Directed by Anthony Maras, Hotel Mumbai is a graphically violent tale of the horrors that humans can inflict on each other, but also highlights the humanity and compassion that brings people of disparate backgrounds to join together in a frightening fight for survival.
Related: Hotel Mumbai Trailer
At a recent press day for the film, Screen Rant spoke to Nazanin Boniadi and Anupam Kher, two of the film's stars. Boniadi plays a composite character of several people who were present at the event, while Kher plays chef Hemant Oberoi, the real-life head chef at the hotel and one of the survivors of the attacks. The two actors shared their thoughts on the film, including the responsibility of telling this story as a dramatic thriller.
Nazanin, Adupam, it is a pleasure to get to talk to you about this movie, Hotel Mumbai; it's as harrowing as it is inspiring. You play characters, yours is directly based on a real person, and, from what I understand, yours is a composite of several people.
Nazanin Boniadi: Yes.
Did you get to meet with any of the people who inspired your characters?
Anupam Kher: I was in Mumbai when this whole thing happened and unfolded. It was horrifying. It was like watching a reality show but the bodies were real, the blood was real, and people dying were real, and people killing were also real. When this role was offered to me, I thought for a time that maybe I should meet Doctor Oberoi, and then I thought it was insensitive of me to meet him and ask him to open his wounds all over again. But trauma was there, and I had felt it. The only thing was that I needed Anthony to tell me what were the details of this thing. I had met friends who were relatives who died. My friend, who was general manager in the hotel, he had lost his wife and two children. When we went through this whole exercise of working on the film, we had to relive the whole thing. That was the interpretation Anthony gave to the film.
Could you talk a little about the responsibility of playing a part in this movie and telling this true story, on this visceral, personal, ground level?
Nazanin Boniadi: Yeah. We're dealing with human lives. This is something that actually happened, and we have to show respect and pay respect to the lives lost, the survivors, the community. My character is based on two women who actually existed through the events, and I feel like, even though I didn't get to speak to anyone directly about the research, there was a wealth of research that I had done, that Anthony had provided us, the Surviving Mumbai documentary, news footage, et cetera. I think it was important for all of us that we got it right. It's not about, necessarily, not fictionalizing certain aspects of the story to be able to make a more respectful film, to be honest, and not to cross boundaries into people's privacy. It's also about bringing this story together in a way that it would impact people and send the message that we hope it does send.
Anupam Kher: It's about discovering the hero in ordinary people.
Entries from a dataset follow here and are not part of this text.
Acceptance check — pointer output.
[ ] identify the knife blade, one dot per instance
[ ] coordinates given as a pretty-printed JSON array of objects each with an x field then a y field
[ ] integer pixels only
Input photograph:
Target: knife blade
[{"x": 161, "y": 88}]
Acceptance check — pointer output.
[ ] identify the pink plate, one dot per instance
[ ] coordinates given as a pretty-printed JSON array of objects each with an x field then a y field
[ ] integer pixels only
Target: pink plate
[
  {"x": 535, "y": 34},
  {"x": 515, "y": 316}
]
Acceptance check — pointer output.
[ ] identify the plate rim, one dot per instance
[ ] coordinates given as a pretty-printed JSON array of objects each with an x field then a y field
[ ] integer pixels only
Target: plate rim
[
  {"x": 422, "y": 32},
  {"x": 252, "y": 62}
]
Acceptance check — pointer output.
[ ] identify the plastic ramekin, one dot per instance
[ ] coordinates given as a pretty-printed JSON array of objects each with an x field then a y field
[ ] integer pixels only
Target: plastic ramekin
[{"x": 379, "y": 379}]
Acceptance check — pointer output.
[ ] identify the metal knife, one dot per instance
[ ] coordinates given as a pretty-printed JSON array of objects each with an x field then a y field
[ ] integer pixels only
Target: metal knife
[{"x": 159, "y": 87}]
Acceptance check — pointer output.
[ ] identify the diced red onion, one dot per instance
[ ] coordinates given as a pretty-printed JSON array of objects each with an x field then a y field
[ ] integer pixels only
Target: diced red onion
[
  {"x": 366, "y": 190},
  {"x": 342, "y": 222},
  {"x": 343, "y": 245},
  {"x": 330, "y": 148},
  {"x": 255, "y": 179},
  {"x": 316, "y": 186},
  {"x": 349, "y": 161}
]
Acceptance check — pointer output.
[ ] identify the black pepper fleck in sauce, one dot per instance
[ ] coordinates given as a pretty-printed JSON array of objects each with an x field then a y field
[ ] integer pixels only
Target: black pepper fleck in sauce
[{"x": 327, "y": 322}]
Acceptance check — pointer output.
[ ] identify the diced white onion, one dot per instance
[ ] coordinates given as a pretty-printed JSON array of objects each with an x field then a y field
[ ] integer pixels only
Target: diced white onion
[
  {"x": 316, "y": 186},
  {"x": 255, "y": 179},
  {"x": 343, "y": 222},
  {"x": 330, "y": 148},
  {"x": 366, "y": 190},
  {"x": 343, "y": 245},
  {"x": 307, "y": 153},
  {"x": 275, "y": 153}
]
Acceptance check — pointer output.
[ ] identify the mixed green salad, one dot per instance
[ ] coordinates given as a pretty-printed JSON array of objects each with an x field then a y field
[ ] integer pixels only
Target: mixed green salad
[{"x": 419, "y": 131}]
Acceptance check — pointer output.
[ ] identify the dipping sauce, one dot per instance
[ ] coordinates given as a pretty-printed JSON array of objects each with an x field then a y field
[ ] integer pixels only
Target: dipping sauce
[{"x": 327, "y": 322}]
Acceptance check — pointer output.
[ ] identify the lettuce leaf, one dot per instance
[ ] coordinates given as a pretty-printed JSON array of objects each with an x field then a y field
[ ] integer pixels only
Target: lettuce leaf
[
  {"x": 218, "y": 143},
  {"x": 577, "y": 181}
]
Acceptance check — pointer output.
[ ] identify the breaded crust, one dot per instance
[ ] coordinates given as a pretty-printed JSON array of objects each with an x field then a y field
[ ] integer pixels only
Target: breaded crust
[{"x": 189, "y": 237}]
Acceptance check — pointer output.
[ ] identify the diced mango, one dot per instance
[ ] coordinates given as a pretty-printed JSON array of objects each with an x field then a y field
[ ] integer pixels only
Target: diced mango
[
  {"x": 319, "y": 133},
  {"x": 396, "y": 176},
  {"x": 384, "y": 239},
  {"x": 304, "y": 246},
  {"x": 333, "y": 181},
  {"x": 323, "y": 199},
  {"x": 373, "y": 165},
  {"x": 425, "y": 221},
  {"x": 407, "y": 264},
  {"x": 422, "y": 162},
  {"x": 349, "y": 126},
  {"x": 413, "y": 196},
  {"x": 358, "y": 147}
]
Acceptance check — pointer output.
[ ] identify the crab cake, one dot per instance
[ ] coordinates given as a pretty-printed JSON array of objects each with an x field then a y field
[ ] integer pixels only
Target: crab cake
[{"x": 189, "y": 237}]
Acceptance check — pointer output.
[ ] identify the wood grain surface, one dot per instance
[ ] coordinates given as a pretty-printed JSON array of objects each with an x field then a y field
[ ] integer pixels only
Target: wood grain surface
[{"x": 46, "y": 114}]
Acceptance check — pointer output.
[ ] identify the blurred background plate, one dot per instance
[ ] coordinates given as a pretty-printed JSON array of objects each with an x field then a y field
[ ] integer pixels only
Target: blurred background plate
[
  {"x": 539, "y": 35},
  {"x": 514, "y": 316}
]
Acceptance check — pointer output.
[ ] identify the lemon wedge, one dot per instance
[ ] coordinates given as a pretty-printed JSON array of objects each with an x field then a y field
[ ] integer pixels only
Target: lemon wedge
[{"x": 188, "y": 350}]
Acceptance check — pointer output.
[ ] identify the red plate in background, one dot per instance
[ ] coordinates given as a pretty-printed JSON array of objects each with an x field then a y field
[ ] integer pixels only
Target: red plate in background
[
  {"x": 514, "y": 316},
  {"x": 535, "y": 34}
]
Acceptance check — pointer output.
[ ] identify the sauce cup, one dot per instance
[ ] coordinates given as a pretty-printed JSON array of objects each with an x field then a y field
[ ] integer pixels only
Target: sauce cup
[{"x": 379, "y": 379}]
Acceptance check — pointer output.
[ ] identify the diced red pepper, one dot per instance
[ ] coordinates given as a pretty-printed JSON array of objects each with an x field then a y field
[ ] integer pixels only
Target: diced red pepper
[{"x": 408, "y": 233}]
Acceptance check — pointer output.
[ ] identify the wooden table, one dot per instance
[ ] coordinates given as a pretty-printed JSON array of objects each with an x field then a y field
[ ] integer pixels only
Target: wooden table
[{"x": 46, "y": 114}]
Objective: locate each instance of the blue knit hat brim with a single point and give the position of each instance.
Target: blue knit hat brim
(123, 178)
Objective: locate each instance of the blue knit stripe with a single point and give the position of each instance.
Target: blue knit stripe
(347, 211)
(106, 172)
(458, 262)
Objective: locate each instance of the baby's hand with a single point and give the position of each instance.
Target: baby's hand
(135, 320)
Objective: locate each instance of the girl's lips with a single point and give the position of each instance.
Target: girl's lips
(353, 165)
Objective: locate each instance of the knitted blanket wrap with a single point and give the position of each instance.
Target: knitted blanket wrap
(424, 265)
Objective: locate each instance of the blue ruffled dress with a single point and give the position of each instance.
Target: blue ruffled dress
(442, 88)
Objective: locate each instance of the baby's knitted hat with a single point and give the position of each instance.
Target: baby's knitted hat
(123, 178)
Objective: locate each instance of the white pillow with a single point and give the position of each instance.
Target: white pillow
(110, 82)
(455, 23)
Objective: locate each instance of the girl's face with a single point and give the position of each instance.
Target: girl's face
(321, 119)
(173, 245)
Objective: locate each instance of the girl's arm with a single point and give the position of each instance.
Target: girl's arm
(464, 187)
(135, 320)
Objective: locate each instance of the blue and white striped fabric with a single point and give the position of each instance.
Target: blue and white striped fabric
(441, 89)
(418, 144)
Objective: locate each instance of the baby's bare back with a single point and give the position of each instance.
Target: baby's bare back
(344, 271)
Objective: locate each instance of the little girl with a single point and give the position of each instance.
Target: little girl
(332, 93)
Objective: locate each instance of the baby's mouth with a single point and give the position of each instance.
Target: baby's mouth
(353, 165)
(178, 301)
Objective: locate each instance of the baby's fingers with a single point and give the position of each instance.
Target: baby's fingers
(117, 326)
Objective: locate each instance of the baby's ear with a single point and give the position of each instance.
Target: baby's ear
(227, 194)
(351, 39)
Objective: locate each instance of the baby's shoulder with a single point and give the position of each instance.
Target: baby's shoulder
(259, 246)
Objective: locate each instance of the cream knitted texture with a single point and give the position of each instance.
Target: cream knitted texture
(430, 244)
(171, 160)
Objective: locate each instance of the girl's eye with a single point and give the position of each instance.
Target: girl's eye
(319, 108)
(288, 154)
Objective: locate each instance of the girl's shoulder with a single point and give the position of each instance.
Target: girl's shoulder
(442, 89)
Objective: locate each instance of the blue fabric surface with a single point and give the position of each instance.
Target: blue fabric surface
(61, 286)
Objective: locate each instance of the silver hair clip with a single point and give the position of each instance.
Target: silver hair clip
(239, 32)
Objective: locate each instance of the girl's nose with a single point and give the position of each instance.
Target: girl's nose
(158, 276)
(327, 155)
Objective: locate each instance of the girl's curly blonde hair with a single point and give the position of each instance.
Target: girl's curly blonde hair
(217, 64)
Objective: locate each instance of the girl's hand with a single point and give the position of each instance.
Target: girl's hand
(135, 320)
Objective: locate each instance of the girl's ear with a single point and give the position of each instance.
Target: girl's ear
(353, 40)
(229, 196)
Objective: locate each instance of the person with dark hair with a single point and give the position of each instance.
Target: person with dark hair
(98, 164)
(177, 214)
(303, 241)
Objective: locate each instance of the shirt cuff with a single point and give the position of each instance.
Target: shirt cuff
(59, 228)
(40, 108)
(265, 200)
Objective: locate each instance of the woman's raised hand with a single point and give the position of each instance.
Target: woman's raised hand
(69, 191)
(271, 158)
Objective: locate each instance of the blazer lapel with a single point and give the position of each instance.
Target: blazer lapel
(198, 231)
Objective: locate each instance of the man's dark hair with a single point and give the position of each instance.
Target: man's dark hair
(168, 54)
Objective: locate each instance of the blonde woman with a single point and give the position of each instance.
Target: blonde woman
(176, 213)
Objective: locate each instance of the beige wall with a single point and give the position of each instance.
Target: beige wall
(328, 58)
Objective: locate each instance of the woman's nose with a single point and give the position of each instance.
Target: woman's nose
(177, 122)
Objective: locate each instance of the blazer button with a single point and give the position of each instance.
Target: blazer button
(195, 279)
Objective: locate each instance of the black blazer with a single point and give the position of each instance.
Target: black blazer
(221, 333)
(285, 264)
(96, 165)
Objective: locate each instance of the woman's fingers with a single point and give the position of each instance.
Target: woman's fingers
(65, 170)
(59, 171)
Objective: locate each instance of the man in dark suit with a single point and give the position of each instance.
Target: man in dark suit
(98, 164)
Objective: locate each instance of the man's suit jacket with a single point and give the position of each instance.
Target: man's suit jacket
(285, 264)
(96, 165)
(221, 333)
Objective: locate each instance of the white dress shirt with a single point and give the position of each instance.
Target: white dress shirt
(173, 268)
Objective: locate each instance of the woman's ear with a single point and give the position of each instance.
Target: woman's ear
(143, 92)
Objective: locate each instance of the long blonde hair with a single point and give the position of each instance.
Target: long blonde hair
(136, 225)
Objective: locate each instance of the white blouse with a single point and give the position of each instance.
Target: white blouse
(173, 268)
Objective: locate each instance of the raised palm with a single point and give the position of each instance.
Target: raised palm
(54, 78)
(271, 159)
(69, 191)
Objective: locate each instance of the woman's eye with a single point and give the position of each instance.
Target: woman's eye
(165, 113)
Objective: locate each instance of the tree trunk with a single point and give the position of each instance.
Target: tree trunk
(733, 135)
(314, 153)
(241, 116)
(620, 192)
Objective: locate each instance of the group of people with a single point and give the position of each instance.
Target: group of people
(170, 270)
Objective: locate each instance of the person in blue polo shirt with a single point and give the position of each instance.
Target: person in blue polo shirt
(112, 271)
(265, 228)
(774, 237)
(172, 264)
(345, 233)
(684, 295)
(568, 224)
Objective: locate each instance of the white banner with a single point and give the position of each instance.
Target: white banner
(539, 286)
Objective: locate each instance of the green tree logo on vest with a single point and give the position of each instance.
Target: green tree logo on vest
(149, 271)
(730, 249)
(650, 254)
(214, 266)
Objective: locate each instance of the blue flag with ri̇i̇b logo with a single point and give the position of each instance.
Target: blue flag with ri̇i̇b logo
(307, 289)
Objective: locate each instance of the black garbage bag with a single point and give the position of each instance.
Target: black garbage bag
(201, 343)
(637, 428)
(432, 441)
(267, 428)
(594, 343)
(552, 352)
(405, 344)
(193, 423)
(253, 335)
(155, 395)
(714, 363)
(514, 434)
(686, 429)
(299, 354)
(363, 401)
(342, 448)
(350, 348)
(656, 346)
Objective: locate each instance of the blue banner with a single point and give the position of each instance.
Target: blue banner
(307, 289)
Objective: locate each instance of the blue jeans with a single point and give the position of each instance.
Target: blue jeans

Heroes are not necessarily supposed to look like that, and you discover that you have the courage to save people in sad situations. It reaffirms your faith in goodness and compassion of people, which, unfortunately, you discover in a situation like this. People from all walks of life came and worked in this hotel. They did not know that this is going to happen, and then they discover that this is what they need to do. They also did not know the ending of their stories. They just... The whole philosophy of the Taj Hotel, that "Guest is God," actually got displayed; otherwise, it's just a logo on the wall!